Tooth extraction is when a tooth is removed from it’s place in the gum & bone of your jaw. Compared to many dental procedures, tooth extraction can sound scary, especially when it’s referred to as “oral surgery”. However, we believe that understanding the reasons that an extraction is necessary will ease your mind if you’ve been told you need a tooth removed.
Dentists will alway try a conservative approach first when trying to repair a tooth that is damaged. However, if the damage is too severe for the usual solutions such as a crown or a filling, the dentist may decide to remove the tooth completely. Teeth sometimes shift into the place where the removed tooth used to be, which can cause problems with your bite. For this reason (& your own comfort) we may recommend putting a bridge, partial denture or dental implant in the space where the missing tooth was.
Tooth extraction can also be a part of orthodontic (or braces) treatment. When teeth are too large for the mouth & are causing problems, teeth may need to removed in order for orthodontic treatment to be completed. The most common reason for tooth extraction in braces treatment is the alleviate crowding, though there are other conditions that may warrant the removal of teeth (such as overbite).
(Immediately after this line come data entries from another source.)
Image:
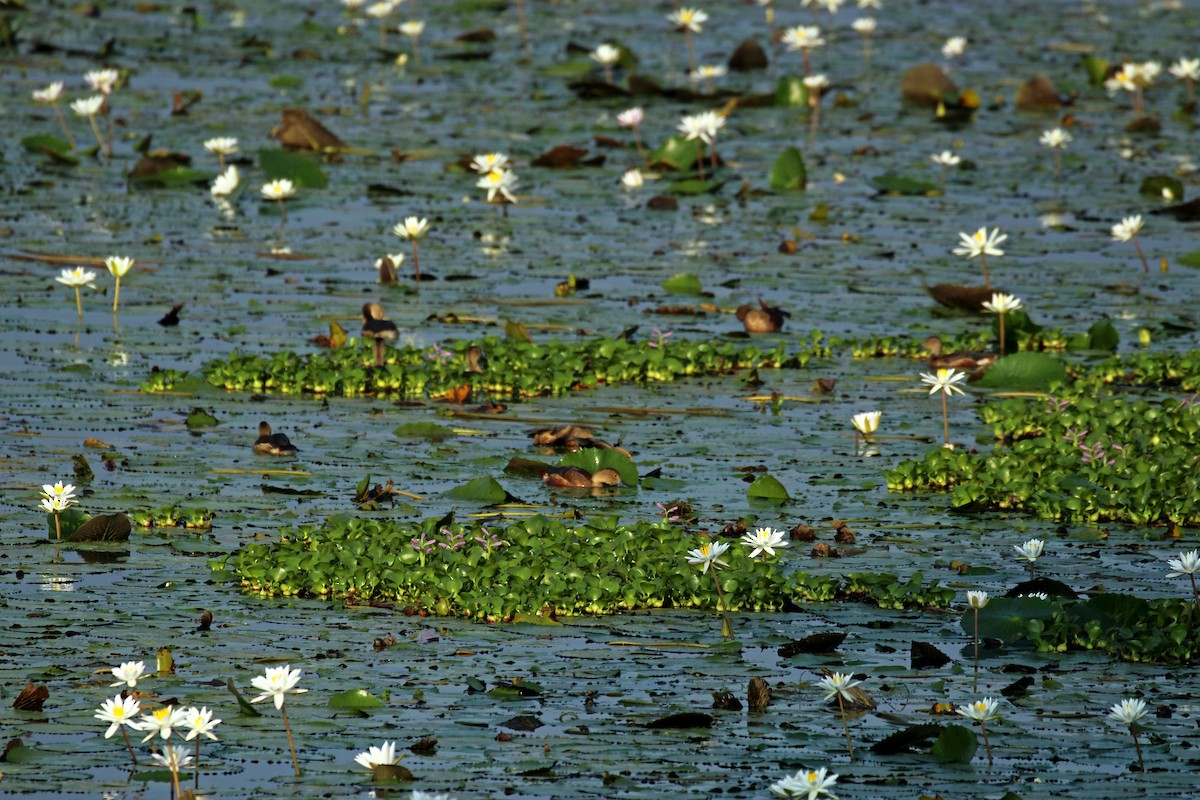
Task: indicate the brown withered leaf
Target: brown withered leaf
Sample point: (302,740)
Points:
(759,695)
(299,131)
(1038,94)
(561,157)
(31,697)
Usually teeth are removed symmetrically, so the same 2 teeth in each jaw are removed in order to keep the bite balanced, so a total of 4 teeth would be removed. While tooth extraction for the sake of braces may seem like an extreme choice, but in some cases it is an alternative to more serious surgery to re-align the jaw.
Wisdom teeth are an extra set of adult molars that usually come in when patients are in their late teens or early 20s. Not everyone’s wisdom teeth cause problems, but it is common for them to be impacted, meaning they’ve come in at a funny angle or have failed to come in at all, & trapped under the gum pressing against other teeth. In some cases, wisdom teeth can become infected or cause abscesses, pain or swelling. Wisdom teeth removal is usually recommended on wisdom teeth that are impacted or have otherwise started to cause problems.
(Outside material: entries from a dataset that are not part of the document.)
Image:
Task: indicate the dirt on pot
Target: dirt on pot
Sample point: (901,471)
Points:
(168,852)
Sometimes a dentist will recommend tooth extraction of baby teeth (also known as primary teeth or “milk” teeth) that have not been lost in a timely fashion. For example, if your dentist sees that your child still has a baby tooth that most children their age would have lost years ago they may recommend extracting it. The reason for such extractions is usually to ensure that permanent adult teeth come in (or erupt) in the right position.
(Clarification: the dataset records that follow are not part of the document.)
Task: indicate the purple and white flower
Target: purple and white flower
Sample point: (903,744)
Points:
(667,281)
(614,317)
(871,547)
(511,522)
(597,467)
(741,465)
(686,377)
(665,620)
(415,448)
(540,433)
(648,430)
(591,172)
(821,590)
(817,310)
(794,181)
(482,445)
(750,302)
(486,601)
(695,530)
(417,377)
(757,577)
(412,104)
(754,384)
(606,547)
It’s also important that you understand that dentists never take the extraction of a tooth lightly. Our first choice is always conservative treatment (i.e. “conserving” as many teeth in your mouth as possible), but sometimes health or developmental considerations make keeping a tooth inadvisable. No matter the reason, if we’ve recommended tooth extraction as part of your treatment, we will go over the details of what to expect both during & after the procedure, & what the resulting benefit to your health will be.